Bendik Giske : Surrender

Bendik Giske Surrender review

Longform saxophone composition has a long lineage. The major players are people such as Coltrane and Coleman and Adderly and Bird and Brotzmann, but with contemporary groups such as Battle Trance and players like Andrew Bernstein producing work in the model. The closest touchpoint to Bendik Giske, noticeable on first listen, would be Colin Stetson, who often plays more or less exactly in this style, mics picking up the clack and slap of keys and the heaving singing breath of the player as much as they pick up the timbre, tone and note of the instrument. Giske brings to the table not a new bag of tricks or even a new compositional style but instead an experience of contemporary queerness, and specifically the earnest joy of queerness, developed through his experience clubbing in Germany that shapes the contours of this record.

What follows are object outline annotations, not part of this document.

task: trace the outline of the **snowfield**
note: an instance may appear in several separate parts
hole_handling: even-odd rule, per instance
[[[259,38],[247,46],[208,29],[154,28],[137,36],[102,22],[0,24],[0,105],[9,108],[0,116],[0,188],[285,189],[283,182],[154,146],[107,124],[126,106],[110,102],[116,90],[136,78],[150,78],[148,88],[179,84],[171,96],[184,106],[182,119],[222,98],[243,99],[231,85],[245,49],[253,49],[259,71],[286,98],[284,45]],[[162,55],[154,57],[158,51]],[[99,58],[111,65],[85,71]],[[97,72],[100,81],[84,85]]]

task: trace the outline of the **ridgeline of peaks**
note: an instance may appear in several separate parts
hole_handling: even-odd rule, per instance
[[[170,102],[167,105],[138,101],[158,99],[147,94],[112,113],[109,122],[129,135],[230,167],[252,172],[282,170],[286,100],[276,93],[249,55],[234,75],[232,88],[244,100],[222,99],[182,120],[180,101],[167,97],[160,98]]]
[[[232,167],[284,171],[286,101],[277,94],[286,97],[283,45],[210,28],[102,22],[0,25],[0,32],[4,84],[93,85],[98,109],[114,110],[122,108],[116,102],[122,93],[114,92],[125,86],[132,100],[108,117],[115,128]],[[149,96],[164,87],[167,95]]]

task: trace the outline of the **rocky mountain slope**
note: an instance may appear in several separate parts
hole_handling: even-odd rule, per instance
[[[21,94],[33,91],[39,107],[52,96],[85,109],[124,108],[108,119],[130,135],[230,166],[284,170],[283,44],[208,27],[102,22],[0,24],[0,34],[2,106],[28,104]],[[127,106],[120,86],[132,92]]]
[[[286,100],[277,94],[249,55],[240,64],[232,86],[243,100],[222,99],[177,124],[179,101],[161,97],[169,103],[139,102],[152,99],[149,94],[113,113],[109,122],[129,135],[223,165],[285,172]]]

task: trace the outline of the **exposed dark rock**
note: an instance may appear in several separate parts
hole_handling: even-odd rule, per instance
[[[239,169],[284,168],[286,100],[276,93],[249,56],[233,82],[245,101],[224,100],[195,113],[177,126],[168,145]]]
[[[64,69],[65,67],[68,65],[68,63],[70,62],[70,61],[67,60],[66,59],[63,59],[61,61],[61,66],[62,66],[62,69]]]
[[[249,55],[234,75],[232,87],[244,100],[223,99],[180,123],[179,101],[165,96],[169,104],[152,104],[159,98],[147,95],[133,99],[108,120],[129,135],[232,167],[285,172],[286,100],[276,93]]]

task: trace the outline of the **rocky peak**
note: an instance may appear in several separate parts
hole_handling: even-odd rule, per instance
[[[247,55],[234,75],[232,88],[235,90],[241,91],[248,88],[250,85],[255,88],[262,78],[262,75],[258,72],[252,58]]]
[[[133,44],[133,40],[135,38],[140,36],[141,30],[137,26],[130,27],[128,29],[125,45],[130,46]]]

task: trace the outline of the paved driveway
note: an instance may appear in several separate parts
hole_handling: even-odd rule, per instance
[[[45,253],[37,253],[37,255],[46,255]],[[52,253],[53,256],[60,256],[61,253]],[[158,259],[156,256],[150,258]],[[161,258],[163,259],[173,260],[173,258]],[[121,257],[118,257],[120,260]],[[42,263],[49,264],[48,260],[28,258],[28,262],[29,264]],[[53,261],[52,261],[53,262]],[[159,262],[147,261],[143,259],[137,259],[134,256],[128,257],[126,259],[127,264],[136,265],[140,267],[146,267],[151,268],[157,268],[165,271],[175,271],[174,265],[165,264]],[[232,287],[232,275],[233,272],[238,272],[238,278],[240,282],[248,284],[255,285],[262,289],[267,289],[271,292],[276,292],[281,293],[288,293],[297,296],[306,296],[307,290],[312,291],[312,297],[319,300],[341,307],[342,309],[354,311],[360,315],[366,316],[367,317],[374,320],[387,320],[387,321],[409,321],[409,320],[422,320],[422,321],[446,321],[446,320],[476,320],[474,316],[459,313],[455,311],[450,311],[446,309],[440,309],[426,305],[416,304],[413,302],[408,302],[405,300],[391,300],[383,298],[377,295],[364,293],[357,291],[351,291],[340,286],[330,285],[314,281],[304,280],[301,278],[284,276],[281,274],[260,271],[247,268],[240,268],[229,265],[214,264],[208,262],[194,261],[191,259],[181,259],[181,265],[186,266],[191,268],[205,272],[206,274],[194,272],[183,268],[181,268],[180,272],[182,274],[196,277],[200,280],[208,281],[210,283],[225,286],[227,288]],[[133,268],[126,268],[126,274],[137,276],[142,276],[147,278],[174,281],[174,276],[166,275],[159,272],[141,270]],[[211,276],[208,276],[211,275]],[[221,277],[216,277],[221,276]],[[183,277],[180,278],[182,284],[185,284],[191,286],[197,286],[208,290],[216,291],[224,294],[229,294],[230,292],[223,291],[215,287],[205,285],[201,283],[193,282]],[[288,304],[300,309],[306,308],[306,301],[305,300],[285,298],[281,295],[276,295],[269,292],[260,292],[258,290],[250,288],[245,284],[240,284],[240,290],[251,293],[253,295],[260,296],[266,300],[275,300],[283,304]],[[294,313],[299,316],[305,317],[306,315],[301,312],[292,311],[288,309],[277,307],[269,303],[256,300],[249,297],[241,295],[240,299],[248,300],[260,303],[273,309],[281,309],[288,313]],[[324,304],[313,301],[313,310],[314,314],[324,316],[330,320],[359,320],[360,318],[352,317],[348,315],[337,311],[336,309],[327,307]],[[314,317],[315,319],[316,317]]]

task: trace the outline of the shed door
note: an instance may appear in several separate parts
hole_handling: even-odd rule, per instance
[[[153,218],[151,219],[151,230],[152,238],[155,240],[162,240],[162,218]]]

Surrender is one of those instances where knowing the narrative of an album deepens the experience. Instrumental music often hinges on these programmatic touches, following a bit of script in hand to decode the whys and wheres of a longform instrumental piece. In this instance, Giske relates two stories: one being the earnest joy of clubbing and queer sex in Germany, one unmarked by shame or fear and immersed in simple care and bodily pleasure, with the second strand being Brian Eno’s notions of the three poles of surrender: sex, religion, and intoxication. It is fairly obvious to even a casual observer that Giske’s goal with this record is to meld all three, and with a touch more sophistication than Madonna did on her otherwise excellent Like A Prayer.

Like Stetson before him, Giske’s compositions roar and swim and soar with animal power, a simple and majestic paean to some distant but approaching god. The spiritual heft is there, and the swirl of saxophones feels as much intoxicating as it does intoxicated, giving to the listen what the player is feeling. But these are the experiential emotional centers of a pure experience, that of queer sex. The titles of the tracks paint a clear picture from play to orgasm and departure: “Adjust”, “Up”, “Stall”, “Hole”, “Through”, “High”, “Exit”. If there is any doubt of the intent, the opener is a piece called “Ass Drone.” But Giske’s work is not crass; he is not ashamed of his sexuality nor of that central component of it, sex itself. The pieces are celebratory, heavenly, joyous. Kink as we know functions on an axis of guilt and shame, crossing a forbidden threshold on the wheels of lust. Giske feels devoid of such impulses; these tunes pass with joy and pleasure, without hesitation, completely normalized so that they can convey the purity and joy of the act of sex with a lover.

A testament to his developments is that this is an immediately apparent emotional experience even to those that have not experienced it. We sometimes judge art by inward experience, in-groups and out-groups, and how well art conveys interior coded messages to those that have the cipher to understand it. We see this in underground music a great deal, where representing and paying tribute to a scene and offering knowing nods comprise a great focus of artistic output, from sly lyrical nods in hip-hop bars to musical quotes and licks in jazz and prog and rock to unwavering stylistic movements in punk and metal. It is another thing entire to open up an experience and render it legible to those beyond its realms, especially to do so without diluting or cheapening that which you seek to communicate. After all, that sense of dullness is why so many avoid this kind of openness; we’ve all seen things that we have treasured cheapened in an attempt to sell them abroad and have felt the bitterness that comes from that.

But Giske is unladen by these weights. He has no reason to be. His work on Surrender conveys that moment as beautifully and fully as any cishet record about the spiritual joyous core of sex ever has. It is a gentle and wondrous and warm record. In terms of a recording debut, it’s a strong beginning. One hopes only that any follow-up may branch out sonically and compositionally a bit further, to make his work more fully his own.